Proses meditasi itu, di antaranya,
- Kalau meditasi formal, pastikan badan Anda nyaman, rileks. Kalau susah duduk, silakan bersandar. Pokoknya pilih yang paling nyaman.
- Bawa pikiran ini untuk memperhatikan nafas. Cuma begitu, betul betul rasakan saat kita menarik nafas dari hidung masuk ke dalam dada, dihembuskan kembali. Ketika kita tidak memikirkan yang lain, hanya itu, kita pasti bisa menikmati.
Misalnya, Anda bikin kopi, sambil minum kopi mikirin yang lain, bisa nggak menikmati? Nggak bisa, ‘kan. Ya, sama saja, meditasi juga. Kalau prosedurnya dijalankan, pasti hasilnya pasti oke.
Ada yang bilang, “Tapi, ‘kan saya bisa diserang DF”. Misalnya, lagi duduk tiba-tiba muncul “tuing” sakit. Kalau pun itu terjadi yaitu diatasi di dalam keheningan juga. Jadi ketika Anda hening, Anda merasakan kasih Gusti yang nyata, merasakan kuasa Gusti, diniatkan, “Gusti biarlah rasa sakit ini akibat serangan DF (Dark Force) itu bisa diselaraskan, bisa disembuhkan dengan kuasa dan kasihMu”, terus pasrah.
Pasrah itu artinya apa? Ketika bekerja kekuatan itu dan masih ada rasa sakit, ya sudah, diterima. Analoginya, kalau Anda punya luka fisik, msalnya terkena paku. Bisa nggak Anda ngoyo (memaksa)? “Cepet sembuh, cepat sembuh” ‘kan nggak bisa. Yang Anda lakukan itu hanya dibersihkan, dikasih betadine, rasa perihnya dirasakan, ya sudah, diterima. Ya sudah, lama-lama juga berhenti rasa sakitnya. Kayak begitu, loh.
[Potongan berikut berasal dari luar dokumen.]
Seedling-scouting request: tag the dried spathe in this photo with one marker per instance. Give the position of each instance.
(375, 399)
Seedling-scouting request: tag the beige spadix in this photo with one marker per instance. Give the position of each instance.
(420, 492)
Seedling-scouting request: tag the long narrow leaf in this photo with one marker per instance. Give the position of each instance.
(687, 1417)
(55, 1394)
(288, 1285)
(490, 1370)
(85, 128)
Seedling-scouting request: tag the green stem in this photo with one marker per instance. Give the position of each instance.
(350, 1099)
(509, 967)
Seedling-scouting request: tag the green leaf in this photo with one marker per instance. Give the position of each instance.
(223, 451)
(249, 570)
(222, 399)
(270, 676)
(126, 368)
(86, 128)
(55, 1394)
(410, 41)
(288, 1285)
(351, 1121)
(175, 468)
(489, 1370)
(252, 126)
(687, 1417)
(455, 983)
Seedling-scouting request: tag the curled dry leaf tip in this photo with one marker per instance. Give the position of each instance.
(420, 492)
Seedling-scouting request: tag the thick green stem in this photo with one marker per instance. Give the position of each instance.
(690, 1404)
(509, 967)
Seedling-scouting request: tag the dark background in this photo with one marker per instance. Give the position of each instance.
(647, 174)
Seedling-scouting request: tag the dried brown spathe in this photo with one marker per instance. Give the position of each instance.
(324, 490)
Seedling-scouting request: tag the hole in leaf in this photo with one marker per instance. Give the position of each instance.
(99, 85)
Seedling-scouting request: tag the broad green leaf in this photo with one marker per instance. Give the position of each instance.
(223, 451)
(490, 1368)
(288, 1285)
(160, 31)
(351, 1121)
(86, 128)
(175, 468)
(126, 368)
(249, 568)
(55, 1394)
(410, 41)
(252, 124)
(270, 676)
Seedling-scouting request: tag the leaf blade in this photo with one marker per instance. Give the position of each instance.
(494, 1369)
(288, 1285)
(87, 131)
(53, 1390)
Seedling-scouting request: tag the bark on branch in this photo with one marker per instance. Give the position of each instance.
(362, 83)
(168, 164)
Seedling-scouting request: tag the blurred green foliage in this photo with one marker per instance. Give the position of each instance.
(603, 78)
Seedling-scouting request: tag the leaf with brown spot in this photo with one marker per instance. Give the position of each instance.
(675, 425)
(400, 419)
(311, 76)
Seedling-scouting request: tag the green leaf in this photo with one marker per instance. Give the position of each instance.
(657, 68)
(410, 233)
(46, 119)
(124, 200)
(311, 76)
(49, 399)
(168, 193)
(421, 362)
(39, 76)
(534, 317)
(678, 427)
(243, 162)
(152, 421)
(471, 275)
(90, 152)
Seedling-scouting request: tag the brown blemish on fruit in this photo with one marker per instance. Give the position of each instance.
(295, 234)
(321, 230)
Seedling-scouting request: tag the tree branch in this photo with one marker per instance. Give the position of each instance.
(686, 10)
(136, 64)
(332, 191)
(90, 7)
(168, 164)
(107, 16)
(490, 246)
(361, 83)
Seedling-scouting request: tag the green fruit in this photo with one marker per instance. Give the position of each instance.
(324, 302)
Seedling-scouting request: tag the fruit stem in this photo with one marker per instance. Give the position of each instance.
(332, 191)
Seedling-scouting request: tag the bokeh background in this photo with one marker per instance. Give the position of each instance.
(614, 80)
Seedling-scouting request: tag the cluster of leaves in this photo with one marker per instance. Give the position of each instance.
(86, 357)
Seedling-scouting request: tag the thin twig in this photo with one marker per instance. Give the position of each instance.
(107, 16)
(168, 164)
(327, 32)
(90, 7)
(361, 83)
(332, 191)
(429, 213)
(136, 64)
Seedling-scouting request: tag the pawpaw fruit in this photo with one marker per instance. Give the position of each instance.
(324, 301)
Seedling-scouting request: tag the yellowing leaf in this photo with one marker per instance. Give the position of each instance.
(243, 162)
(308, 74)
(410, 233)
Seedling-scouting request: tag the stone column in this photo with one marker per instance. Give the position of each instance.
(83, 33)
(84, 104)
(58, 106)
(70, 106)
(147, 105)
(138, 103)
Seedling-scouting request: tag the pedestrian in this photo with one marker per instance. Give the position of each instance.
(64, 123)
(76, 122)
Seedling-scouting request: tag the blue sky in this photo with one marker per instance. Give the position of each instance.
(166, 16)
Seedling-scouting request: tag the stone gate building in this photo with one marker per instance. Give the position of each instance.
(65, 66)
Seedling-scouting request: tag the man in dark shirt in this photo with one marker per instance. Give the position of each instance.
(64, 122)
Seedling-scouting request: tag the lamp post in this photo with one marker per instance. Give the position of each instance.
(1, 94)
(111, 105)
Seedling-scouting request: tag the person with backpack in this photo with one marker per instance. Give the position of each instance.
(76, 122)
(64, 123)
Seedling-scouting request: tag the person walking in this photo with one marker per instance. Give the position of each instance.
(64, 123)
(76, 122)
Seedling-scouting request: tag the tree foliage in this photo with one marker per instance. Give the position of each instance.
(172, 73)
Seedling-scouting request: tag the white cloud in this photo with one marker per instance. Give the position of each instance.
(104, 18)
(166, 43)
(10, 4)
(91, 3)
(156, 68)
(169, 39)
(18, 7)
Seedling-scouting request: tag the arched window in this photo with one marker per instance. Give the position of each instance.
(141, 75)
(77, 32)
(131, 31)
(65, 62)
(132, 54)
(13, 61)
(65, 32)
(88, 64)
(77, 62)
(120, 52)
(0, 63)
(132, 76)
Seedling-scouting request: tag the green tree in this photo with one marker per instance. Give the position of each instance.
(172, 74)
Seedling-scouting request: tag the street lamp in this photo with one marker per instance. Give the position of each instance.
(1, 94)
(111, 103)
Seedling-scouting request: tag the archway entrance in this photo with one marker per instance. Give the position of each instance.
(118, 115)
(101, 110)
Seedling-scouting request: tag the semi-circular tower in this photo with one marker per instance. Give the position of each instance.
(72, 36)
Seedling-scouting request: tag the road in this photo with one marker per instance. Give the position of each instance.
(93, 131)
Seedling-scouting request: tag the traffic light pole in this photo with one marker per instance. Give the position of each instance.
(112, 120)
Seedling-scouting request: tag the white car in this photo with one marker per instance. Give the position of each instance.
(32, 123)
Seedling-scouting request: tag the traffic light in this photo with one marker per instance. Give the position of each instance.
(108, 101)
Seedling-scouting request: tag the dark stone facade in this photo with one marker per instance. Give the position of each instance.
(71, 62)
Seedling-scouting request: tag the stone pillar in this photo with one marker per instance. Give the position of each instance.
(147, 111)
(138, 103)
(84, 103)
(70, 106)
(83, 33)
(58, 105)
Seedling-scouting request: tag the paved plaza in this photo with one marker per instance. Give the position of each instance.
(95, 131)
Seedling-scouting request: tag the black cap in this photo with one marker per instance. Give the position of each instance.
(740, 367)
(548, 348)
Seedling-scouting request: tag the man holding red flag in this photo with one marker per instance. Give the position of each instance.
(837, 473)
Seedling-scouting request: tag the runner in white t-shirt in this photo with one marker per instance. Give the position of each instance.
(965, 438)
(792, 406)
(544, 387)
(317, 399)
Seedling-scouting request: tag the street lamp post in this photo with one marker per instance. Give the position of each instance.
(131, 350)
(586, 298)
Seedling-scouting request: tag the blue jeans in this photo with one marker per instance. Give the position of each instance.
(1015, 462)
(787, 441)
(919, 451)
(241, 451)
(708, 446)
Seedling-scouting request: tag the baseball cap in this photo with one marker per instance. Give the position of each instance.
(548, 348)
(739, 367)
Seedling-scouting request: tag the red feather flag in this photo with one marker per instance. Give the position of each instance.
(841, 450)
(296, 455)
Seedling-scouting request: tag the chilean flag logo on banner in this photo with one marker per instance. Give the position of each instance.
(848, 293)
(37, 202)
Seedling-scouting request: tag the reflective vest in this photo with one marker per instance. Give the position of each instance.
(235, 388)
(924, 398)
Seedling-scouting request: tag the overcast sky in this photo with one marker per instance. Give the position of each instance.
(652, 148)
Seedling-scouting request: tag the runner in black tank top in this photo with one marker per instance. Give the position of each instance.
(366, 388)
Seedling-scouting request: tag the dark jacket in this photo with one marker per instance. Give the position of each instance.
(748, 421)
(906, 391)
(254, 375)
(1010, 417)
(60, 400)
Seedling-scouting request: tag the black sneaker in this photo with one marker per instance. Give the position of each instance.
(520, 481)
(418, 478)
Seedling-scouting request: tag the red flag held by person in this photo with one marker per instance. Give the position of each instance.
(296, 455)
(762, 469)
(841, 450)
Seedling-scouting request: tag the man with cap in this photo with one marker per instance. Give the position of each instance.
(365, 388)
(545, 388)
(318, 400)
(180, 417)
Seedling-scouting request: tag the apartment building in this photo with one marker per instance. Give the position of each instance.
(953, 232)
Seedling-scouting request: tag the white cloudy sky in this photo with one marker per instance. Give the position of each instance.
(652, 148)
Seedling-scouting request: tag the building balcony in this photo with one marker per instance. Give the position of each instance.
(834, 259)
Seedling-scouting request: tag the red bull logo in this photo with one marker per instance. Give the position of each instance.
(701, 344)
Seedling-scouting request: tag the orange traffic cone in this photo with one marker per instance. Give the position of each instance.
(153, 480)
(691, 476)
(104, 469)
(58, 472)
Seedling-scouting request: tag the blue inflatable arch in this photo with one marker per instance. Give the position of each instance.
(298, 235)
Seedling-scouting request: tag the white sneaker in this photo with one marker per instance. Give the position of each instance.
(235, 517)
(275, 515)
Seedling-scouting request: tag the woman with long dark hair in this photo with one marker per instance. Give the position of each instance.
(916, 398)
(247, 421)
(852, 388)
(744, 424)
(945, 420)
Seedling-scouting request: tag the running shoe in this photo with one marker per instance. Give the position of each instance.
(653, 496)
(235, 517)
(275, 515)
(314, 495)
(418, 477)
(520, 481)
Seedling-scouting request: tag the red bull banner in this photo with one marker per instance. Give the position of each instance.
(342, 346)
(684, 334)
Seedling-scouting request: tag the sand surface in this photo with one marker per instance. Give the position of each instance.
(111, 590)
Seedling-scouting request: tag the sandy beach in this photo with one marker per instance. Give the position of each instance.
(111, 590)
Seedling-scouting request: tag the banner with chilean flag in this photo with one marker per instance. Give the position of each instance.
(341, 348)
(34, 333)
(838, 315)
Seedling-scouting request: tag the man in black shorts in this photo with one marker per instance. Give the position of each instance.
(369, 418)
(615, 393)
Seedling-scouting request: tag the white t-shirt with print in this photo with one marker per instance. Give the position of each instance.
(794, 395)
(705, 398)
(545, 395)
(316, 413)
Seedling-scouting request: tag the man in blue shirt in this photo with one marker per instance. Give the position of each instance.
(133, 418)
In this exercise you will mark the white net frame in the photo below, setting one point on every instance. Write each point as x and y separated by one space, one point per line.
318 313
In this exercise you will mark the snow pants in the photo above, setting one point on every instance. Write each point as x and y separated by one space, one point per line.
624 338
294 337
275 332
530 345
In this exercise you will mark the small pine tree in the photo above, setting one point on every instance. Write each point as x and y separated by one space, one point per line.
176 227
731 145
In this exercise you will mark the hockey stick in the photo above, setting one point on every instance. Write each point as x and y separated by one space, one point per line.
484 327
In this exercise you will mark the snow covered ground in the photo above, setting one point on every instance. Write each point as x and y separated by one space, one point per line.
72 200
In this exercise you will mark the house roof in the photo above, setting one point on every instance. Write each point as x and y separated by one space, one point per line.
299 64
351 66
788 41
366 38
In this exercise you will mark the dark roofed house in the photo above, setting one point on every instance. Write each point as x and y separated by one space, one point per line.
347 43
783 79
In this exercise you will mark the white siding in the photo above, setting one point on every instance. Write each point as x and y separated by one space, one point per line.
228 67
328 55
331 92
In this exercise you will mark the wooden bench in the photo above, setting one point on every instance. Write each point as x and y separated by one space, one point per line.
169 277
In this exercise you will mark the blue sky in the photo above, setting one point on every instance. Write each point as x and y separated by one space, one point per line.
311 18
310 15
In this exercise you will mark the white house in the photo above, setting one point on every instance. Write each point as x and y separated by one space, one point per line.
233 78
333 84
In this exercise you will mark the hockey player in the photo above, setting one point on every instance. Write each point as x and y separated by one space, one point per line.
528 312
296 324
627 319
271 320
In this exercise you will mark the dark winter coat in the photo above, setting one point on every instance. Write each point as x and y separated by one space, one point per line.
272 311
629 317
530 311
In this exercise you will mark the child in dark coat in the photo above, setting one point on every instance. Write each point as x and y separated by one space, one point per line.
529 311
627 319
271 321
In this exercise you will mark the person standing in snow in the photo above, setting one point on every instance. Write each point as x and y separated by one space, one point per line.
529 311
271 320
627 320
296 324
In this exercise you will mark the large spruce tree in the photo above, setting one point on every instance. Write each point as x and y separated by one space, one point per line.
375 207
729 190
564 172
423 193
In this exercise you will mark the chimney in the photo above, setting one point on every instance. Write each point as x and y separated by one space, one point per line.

Jadi, kalau Anda kena apa-apa itu nggak usah heboh. Orang jatuh, ya diobati. Ini diobatinya dengan kasih murni. Sambil menunggu sembuh, ya sabar, nggak bisa ujug-ujug (tiba-tiba sembuh). Bahkan, kalau Anda minta bantuan saya, saya juga nggak bisa ujug-ujug juga, langsung sulap sembuh, nggak bisa. Karena semua orang harus belajar termasuk mengatasi rasa sakit itu dan bisa menerima itu sampai rasa sakit itu bisa hilang sendiri. Sama juga, begitu sakit hati ‘kan di awal-awal, nanti lama-lama ‘kan hilang juga. Ya sudah, begitu saja dibuat repot.